The symptoms seem to indicate there is still air trapped in the system as that would explain the sporadic readings and sporadic heat.... I'm not sure what to suggest next.
-Rod
itspaid4
12-30-2011, 12:12 PM
Here is what has worked for me in dealing with a 2001 Taurus no/little heat issue that many on here have had. Background- this car had a new heater core installed, blower motor and system flush at a Ford dealership 40,000 miles ago, which fixed the problem until now. So to fix again- we first started with a new thermostat and backflushing the heater core. The result of that was just gaining a little heat but not enough to be comfy. I was able to tell just by touching the lines going in and out of the heater core on the firewall there was little circulation through the core. (one line is basically cold out of the core). So, installed a new core, using a VERY HELPFUL METHOD I found online-www.youtube.com/watch?v=LsZoFoiJsdw It worked great to remove the heater core. I did not have to cut the bracket as suggested either to get the old core out. If the link doesnt work, search realfixesrealfast and heater core on You Tube. In the process we also replaced the bypass/core steel line assembly, just in case the steel lines in the assembly were plugged- they did not appear to be but were corroded bad on the outside. Fortunate that a local Autozone had the lines in stock, $59. I would suggest you get them on hand before replacing the core.

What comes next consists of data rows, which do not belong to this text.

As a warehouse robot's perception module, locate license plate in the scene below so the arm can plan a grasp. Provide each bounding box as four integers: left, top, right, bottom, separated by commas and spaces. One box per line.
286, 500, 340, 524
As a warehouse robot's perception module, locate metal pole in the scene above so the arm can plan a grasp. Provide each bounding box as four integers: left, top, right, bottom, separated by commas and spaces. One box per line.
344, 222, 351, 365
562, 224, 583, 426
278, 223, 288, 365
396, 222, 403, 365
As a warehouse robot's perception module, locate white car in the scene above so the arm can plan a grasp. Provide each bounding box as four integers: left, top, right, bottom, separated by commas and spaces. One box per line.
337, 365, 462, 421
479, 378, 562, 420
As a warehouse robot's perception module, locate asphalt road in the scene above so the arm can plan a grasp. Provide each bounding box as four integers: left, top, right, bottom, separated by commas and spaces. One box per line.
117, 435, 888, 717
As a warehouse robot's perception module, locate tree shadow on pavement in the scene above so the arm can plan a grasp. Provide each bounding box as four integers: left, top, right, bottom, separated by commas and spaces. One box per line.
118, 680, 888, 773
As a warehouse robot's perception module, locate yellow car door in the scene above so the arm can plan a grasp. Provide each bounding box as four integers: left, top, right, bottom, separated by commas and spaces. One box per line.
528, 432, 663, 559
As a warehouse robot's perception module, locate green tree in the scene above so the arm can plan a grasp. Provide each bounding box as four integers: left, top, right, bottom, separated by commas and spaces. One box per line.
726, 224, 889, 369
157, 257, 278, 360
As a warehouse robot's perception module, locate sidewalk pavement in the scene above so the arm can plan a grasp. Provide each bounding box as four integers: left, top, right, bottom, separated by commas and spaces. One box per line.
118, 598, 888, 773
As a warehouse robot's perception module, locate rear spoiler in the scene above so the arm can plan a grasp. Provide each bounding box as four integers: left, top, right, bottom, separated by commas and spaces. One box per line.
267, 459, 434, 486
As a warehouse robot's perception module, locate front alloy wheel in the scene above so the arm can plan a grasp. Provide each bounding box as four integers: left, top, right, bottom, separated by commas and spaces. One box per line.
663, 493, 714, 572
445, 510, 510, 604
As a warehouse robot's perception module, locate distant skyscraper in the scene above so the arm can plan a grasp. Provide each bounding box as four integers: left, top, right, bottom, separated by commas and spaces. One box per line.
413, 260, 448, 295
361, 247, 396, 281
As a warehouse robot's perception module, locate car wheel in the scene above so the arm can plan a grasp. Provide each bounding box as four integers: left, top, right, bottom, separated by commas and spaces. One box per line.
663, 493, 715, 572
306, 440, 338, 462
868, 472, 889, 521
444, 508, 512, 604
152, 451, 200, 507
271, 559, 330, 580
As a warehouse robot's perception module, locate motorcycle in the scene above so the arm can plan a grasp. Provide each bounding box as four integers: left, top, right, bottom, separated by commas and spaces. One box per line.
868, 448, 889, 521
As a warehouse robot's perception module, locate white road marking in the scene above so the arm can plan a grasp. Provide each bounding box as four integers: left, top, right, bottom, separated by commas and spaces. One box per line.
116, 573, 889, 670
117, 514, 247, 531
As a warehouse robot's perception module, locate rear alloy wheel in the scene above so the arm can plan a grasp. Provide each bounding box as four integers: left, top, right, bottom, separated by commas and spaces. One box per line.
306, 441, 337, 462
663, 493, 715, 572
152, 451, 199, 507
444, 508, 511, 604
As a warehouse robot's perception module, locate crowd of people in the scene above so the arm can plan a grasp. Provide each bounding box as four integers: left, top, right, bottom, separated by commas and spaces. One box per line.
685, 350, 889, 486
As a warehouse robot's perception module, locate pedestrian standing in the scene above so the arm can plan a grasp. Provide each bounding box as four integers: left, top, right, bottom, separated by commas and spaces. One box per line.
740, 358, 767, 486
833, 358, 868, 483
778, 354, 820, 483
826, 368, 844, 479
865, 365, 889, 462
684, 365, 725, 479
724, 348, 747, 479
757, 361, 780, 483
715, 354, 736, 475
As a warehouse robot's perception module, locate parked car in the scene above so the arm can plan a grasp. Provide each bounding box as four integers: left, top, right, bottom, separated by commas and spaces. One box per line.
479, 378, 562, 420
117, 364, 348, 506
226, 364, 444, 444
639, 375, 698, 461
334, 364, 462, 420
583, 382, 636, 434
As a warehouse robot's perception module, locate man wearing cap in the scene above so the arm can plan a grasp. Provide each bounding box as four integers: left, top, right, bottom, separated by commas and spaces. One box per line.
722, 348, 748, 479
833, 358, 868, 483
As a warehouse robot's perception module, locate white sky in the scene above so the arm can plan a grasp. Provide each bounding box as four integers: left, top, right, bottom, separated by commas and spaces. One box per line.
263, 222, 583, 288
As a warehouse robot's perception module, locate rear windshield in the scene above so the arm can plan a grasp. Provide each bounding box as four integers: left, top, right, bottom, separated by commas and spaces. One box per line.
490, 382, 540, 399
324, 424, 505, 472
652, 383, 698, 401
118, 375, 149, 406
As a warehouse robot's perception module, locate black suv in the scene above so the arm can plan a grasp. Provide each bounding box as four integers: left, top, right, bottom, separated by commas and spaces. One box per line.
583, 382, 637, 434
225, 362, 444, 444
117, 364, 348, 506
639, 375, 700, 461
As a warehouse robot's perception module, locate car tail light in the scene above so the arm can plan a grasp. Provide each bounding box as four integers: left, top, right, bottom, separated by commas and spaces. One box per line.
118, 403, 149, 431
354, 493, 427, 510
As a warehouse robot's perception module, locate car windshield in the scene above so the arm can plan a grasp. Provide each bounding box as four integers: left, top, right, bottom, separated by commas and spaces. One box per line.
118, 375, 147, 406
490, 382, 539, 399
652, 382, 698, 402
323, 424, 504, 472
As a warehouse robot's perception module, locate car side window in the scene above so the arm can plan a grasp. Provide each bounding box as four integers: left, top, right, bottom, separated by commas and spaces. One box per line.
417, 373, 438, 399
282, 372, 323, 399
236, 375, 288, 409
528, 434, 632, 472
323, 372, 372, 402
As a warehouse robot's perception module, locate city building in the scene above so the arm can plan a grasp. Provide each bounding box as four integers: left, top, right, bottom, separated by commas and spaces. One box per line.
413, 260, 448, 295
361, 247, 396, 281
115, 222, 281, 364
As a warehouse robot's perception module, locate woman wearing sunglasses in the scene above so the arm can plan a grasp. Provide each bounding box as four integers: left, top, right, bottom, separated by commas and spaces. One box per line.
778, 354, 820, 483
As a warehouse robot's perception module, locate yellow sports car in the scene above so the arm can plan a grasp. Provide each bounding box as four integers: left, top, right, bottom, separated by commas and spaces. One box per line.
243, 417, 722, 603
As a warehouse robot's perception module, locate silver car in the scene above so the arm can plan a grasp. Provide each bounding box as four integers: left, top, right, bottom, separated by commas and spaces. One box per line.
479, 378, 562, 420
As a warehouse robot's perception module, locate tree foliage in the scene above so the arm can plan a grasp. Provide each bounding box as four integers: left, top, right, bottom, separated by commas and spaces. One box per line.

I also did replace the water pump since I had the system apart, however there appeared to be little wear in the impeller and I dont think it was part of the no heat problem- just time to do it, car has 140000 on it. Core removal Notes- be careful when taking the blend door motor and acutator arm off-small,plastic pieces, you need to remove this to get the core out. Check your blend door motor with it removed but plugged in by going hot to cold on the temp selector, the motor arm should turn. Mine was working ok, but quick and easy check before you take the core out. My old core was plugged but not terrible, I could still get some air to go through it, but bad enough to reduce circulation. I think bypass is the least path of resistance for the coolant,- poor design?? After a new core, lines and water pump, heat is back and very warm. Cost was around $200 for everything. I think the main problem was the plugged core and flushing it did not get it clean enough to work well. Hope this helps someone, I have gotten lots of help off this forum over the years and really appreciate it!
rccarman
01-08-2012, 10:58 PM
HEY ALL--HAPPY NEW YEAR!!...Thanks for the reply's, I have been on "Holiday" as our British friends say.....anyway....update on my heater....I get a temp reading after 7-10 minutes as normal....then temp fluctuates from half on temp guage to about a quarter while driving. I hear my fans coming on early and often, which before the water pump and air bleed procedures, I couldn't beg them to come on!!...GEEEEEZ-All I did was change a water pump and flush stuff out!.....oh well, I guess I just start replacing random parts at this point...this Ford doesn't like me.......
tempfixit
01-09-2012, 06:59 AM
HEY ALL--HAPPY NEW YEAR!!...Thanks for the reply's, I have been on "Holiday" as our British friends say.....anyway....update on my heater....I get a temp reading after 7-10 minutes as normal....then temp fluctuates from half on temp guage to about a quarter while driving. I hear my fans coming on early and often, which before the water pump and air bleed procedures, I couldn't beg them to come on!!...GEEEEEZ-All I did was change a water pump and flush stuff out!.....oh well, I guess I just start replacing random parts at this point...this Ford doesn't like me.......
Just curious, when you flushed the heater core did you flush in both directions?? Some times a a shot of lower air pressure from compressor helps also.
Just curious, when you flushed the heater core did you flush in both directions?? Some times a a shot of lower air pressure from compressor helps also.